Sam Jewison

Where did your love of music come from?

I grew up in the seaside town of Scarborough, North Yorkshire, and started performing on the variety scene aged four. I would sing quite a range of music on stage and then figure out how to play it by ear on the piano at home. Classical singing lessons started when I was seven and I played the piano for the choirs, orchestras and jazz bands at school. It was, in fact, my chemistry teacher, a former concert pianist, who gave me masterclasses in pieces by Rachmaninoff, Chopin and Liszt. This unorthodox journey led me to study singing at Trinity Laban Conservatoire of Music and Dance, where I have just finished my Master’s degree.

What musicians have inspired your journey?

I once asked the advice of Tony Bennett during a livestreamed Q&A, regarding tips for the start of my career. He said that to become a great singer you should imitate instrumentalists, rather than other vocalists. My school years were dominated by listening to legendary classical artists, including pianist Vladimir Horowitz, violinist Jascha Heifetz and tenor Franco Corelli. Alongside them was the God of jazz piano, Art Tatum, Count Basie’s orchestra, and of course, Frank Sinatra. I never separated these figures by genre. To me, they all represented a kind of artistry that was steeped in elegance and underpinned by visceral passion. There is no real difference between the stratospheric bel canto singing of Corelli and Marshal Royal’s shimmering lead alto, which adorned Basie’s saxophone section.

Who would you most like to collaborate with?

I’ve already mentioned him, so if Tony Bennett called for a duet, I wouldn’t turn him down! He’s one of the last remaining links to the golden age of American popular song and evidence that performing with sound technique can keep you singing until at least 93!

How does performing differ to conducting?

Performing as a singer/instrumentalist and conducting are quite similar, in that they both have two elements: pre-planned ideas and reactionary ideas. Part of what I love about music performance is being inspired on the spot by others on stage, moulding my part of the performance in response to what they do.

The two differ in the way that singing or playing an instrument represents direct communication with the audience, whereas a conductor has to almost telepathically transmit their interpretation of the piece through the orchestra to the listener. The magic of this is that the mass of musical personalities in front of you can make each performance uniquely captivating.
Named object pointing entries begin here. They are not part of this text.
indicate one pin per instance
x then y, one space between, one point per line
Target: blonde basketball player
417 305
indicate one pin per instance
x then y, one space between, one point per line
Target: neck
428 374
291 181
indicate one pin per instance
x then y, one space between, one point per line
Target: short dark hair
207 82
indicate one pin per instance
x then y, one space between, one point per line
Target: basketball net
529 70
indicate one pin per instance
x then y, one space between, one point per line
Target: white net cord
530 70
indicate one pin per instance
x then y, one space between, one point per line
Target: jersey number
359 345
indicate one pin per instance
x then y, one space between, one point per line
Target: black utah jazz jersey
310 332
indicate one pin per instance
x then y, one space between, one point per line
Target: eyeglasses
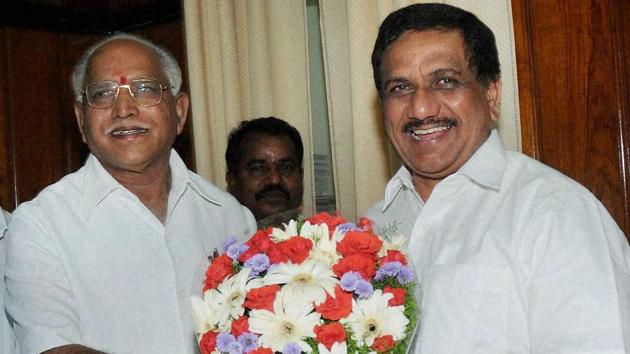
144 92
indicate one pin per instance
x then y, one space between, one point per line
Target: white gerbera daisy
279 235
231 296
337 348
305 282
204 311
289 322
373 317
314 232
325 249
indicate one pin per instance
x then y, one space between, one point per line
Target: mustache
269 189
416 123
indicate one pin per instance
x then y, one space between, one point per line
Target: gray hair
166 58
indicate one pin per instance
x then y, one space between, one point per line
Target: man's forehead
124 60
431 51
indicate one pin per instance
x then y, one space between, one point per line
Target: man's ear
80 116
231 181
181 108
493 97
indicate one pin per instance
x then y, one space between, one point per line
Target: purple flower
405 275
235 348
229 242
249 341
224 340
235 250
349 280
389 269
291 348
258 263
343 228
364 289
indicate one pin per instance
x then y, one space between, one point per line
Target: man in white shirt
397 212
512 256
7 340
106 259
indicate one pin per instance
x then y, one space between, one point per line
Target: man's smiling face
436 112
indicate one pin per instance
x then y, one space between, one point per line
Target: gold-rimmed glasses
144 92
Do you prefer one or the other?

Performance and conducting have both been vital parts of my journey as a musician, so I’d have to be greedy and say I love them equally. Each has informed the other and I’ve been lucky to have worked with amazing artists in both capacities.

How is the world of jazz changing?

The challenge for musicians today is to avoid being boxed into categories that stifle creativity. I’ve always believed that for our art form to thrive, musicians must derive their inspiration from a broad pool. If you look back to the cultural centres of a century ago, such as New York and Paris, you can see a genuine cross-pollination of ideas between different artistic disciplines and musical genres. From my perspective, returning to this way of thinking is vital to reinvigorating all art music for the twenty-first century. This summer, I took over the late shows at The New Generation Festival in Florence, playing jazz alongside a wider programme of opera, classical chamber and symphonic music. Initiatives like the NGF help to bring musicians of all backgrounds together in a wonderful melting pot.

What are your favourite London music venues?

I spent a lot of my time as an undergraduate at the Royal Festival Hall, watching the very best of the UK’s orchestras; it’s a hall with a great sense of theatre and occasion. Clubs like The Jazz Cafe, Camden, present a wonderful opportunity to put across an intimate song to an audience at a very close proximity. Because of its great sense of cultural history, the London Palladium has always held a special place in my heart. It was the place I saw my favourite musical as a child and represents the dream venue.

What exciting plans do you have for the autumn?

In late September, I’m giving a series of concerts on Lake Lugano, Italy, performing the Great American Songbook. The final concert will explore both the stage and concert works of George Gershwin, with violinist Rosie Judge and trumpeter/bassist Harry Evans. The Gershwin theme remains, as soprano Anush Hovhannisyan and I continue to tour the show we launched at Crazy Coqs, Piccadilly, in June. Moving into the New Year, I’m looking forward to returning to The Jazz Cafe to sing with my orchestra.